All of a sudden we were no longer on RN-5. We were somehow on RN-18. How did that happen? We didn't discover this error until we stopped for a lunchtime snack and looked at our map. Hmmm.... We were actually traveling a tiny dashed line on our map: a seasonal track. We were advised by a local that we could continue the way we were heading and still make it to Salama. The only issue: road construction. No idea when traffic would be let through. Okay, this could be a problem. Apparently not. Bikes could squeeze through the front porch of a ladies house just above the road. It was a steep driveway to get up and then back down. The bikes JUST squeezed through her front porch. 
We were on the road to Pachalum and things were looking good. The road was sketchy of course, but at least we were moving. When we got to Pachalum and were planning on heading back to RN-5 we were told by a policeman that the road was closed. He told us there was an alternate road through Cubulco. He said that it was only 30min to Cubulco on a good but unpaved road and then after that it was paved. Well I guess that's better than turning back.

The road to Cubulco was very steep and seemed to just keep climbing up into the mountains. There were some downhill sections but mostly uphill. I would guess that we had a positive net elevation change. Thankfully it was dry because it was very rough in sections and quite steep. About 30min into the journey we stopped at a Pueblo to make sure we were going the right way. A passerby informed us that it was 90min to Cubulco from there. What?!?! So on we went in the direction of Cubulco. Some sections of the road were made with concrete (presumably they get too rough when it rains). It was a little hairy negotiating tight corners while trying to stay on the concrete tire track. The road was not very wide (in reality it was only suitable for 1 way traffic) so I was a little shocked when I saw a yellow school bus approaching. YIKES! We got very strange looks from locals we passed. I'm guessing we are the first North American adventure riders to come through because it was a little off the beaten track. To illustrate my point: we stopped to ask a group of ladies which way to go. The older lady (the only one who replied) seemed angry, but she gave us directions though she didn't stop walking.
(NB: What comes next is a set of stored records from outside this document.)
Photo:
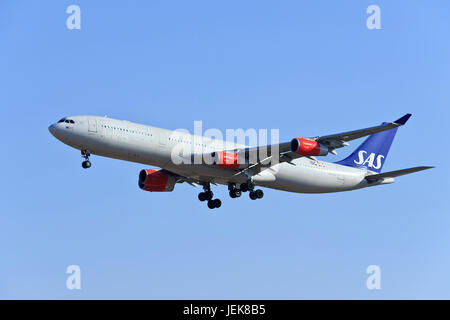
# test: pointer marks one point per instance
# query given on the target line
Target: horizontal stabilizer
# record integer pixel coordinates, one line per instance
(393, 174)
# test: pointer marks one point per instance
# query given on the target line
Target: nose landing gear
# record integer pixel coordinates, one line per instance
(207, 194)
(86, 163)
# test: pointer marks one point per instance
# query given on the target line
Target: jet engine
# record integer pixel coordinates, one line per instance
(156, 180)
(305, 147)
(227, 160)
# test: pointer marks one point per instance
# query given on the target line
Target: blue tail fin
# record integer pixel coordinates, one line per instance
(372, 153)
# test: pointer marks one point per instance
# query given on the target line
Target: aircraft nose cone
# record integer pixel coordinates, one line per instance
(52, 129)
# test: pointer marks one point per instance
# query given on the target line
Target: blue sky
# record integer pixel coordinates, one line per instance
(307, 68)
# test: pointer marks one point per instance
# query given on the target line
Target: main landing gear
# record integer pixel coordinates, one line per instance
(253, 194)
(207, 195)
(234, 192)
(86, 163)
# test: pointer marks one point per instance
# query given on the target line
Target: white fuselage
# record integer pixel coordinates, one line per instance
(153, 146)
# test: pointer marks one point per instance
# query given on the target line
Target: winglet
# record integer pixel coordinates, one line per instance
(403, 119)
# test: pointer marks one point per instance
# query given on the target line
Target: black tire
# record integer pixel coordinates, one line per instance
(86, 164)
(259, 193)
(201, 196)
(211, 204)
(208, 195)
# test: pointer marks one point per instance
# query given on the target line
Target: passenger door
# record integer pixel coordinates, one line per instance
(92, 125)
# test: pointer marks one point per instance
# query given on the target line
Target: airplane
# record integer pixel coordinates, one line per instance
(291, 166)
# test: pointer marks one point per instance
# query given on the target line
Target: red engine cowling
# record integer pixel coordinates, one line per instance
(227, 160)
(305, 147)
(156, 180)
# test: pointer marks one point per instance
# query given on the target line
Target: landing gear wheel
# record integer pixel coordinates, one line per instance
(201, 196)
(86, 164)
(208, 195)
(259, 193)
(217, 203)
(211, 204)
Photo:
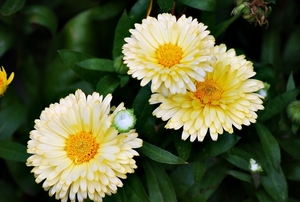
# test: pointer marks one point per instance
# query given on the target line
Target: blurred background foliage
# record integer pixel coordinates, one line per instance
(55, 47)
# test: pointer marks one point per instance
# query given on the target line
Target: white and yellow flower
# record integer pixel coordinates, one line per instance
(77, 153)
(225, 98)
(168, 52)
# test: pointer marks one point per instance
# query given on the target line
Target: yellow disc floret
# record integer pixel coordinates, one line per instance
(208, 92)
(169, 55)
(81, 147)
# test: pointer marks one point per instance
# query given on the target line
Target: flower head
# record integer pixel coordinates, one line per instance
(76, 152)
(4, 82)
(225, 98)
(168, 52)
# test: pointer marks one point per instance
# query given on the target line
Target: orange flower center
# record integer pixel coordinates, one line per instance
(81, 147)
(168, 55)
(208, 92)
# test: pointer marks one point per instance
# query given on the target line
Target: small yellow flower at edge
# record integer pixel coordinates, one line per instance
(4, 81)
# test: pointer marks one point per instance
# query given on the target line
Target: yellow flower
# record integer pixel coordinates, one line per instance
(76, 151)
(171, 53)
(226, 98)
(4, 82)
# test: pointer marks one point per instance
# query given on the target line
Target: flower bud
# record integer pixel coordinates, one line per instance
(119, 66)
(124, 120)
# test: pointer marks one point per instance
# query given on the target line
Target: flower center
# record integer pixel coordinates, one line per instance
(81, 147)
(208, 92)
(168, 55)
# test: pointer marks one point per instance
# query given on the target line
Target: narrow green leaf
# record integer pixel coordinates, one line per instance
(183, 148)
(291, 83)
(207, 5)
(263, 196)
(277, 104)
(11, 117)
(107, 84)
(189, 190)
(13, 151)
(221, 28)
(122, 31)
(240, 175)
(234, 158)
(213, 148)
(292, 170)
(138, 10)
(98, 64)
(199, 169)
(12, 6)
(134, 189)
(269, 145)
(43, 16)
(157, 154)
(159, 185)
(142, 108)
(291, 146)
(70, 58)
(275, 184)
(165, 5)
Her and her friend pretty much fled the scene after she gestured which way we needed to go and we saw them running down the hill. Are we that scary? Come on, we're Canadian. Eventually we arrived in Cubulco safe and sound and feeling a bit more adventurous. In the end (including asking for directions and taking pictures) the dirt road probably took us 120min. 
Up, up, up and then down, down, down
Not sure which way to go

YAY! We made it.
Back on tarmac we made our way to Salama for the evening. We found a nice little hotel near the plaza. I guess you never know how your day is going to turn out.